The Ecologic Institute continues to be actively involved in the debate on the ongoing negotiations on the Transatlantic Trade and Investment Partnership (TTIP) and its environmental impact. On 3 May 2014, Christiane Gerstetter, Senior Fellow at the Ecologic Institute, moderated a discussion on investor-state dispute settlement under TTIP at the Evangelische Akademie Loccum.
The event in Loccum was entitled Trading less consumer protection for more exports and brought together academic experts, NGO representatives, policy-makers and interested citizens. The focus was on cross-cutting mechanisms in TTIP; these are the planned investor-state dispute settlement mechanisms, allowing investors to bring claims over an alleged violation of investment protection clauses against the host state before an international inverstment tribunal, as well as mechanisms for regulatory coopration, such as oint standard-setting or mutual recognition of product safety tests.

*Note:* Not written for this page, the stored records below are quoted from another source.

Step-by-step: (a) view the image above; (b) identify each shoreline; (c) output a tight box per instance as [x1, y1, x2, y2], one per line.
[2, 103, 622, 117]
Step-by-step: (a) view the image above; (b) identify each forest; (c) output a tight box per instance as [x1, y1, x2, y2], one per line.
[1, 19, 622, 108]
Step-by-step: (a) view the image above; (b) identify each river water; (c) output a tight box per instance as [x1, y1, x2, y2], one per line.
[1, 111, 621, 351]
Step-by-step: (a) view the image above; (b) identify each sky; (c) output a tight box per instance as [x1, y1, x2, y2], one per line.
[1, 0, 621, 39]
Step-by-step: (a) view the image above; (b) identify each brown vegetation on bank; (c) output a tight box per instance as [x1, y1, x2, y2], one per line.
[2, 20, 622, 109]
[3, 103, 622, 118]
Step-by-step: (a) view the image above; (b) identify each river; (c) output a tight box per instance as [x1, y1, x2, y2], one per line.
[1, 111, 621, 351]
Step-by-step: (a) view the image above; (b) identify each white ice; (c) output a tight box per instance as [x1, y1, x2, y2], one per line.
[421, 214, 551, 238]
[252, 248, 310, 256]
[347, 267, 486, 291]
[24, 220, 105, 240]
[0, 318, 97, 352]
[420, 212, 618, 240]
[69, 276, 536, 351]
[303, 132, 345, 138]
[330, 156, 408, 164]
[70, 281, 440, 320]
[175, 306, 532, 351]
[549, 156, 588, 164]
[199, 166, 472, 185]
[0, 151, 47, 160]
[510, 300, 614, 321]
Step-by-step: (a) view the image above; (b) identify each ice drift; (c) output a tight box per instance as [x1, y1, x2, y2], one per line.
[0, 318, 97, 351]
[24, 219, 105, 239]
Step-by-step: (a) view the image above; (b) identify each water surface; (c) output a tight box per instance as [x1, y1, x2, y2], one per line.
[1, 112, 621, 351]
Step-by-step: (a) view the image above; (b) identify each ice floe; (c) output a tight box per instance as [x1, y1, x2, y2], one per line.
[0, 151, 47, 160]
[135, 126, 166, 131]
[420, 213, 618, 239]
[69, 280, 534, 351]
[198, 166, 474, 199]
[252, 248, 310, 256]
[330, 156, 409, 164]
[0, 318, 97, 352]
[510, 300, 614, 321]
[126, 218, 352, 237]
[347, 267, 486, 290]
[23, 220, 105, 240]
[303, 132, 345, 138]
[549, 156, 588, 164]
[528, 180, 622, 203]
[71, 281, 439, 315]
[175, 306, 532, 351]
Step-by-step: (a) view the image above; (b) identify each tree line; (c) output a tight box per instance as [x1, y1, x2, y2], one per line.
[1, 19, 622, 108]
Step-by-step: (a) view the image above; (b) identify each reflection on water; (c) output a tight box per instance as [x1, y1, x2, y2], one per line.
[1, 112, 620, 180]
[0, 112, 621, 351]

Christiane Gerstetter chaired a sesssion entitled "Protecting investors rather than consumers? How can a special court for investors function while safeguarding consumers' rights?". There was wide consensus among panelists and participants that investor-state dispute settlement, as currently practised, is in urgent need of reform. However, there was disagreement on whether TTIP should be used as an opportunity for setting standards for better investor-state arbitration or whether it should be kept out of TTIP; the latter position was supported by the arguments that both the US and the EU are developed rule-of-law systems where investors are granted effective production before national courts and there are risks for domestic regulations arising out of such proceedings.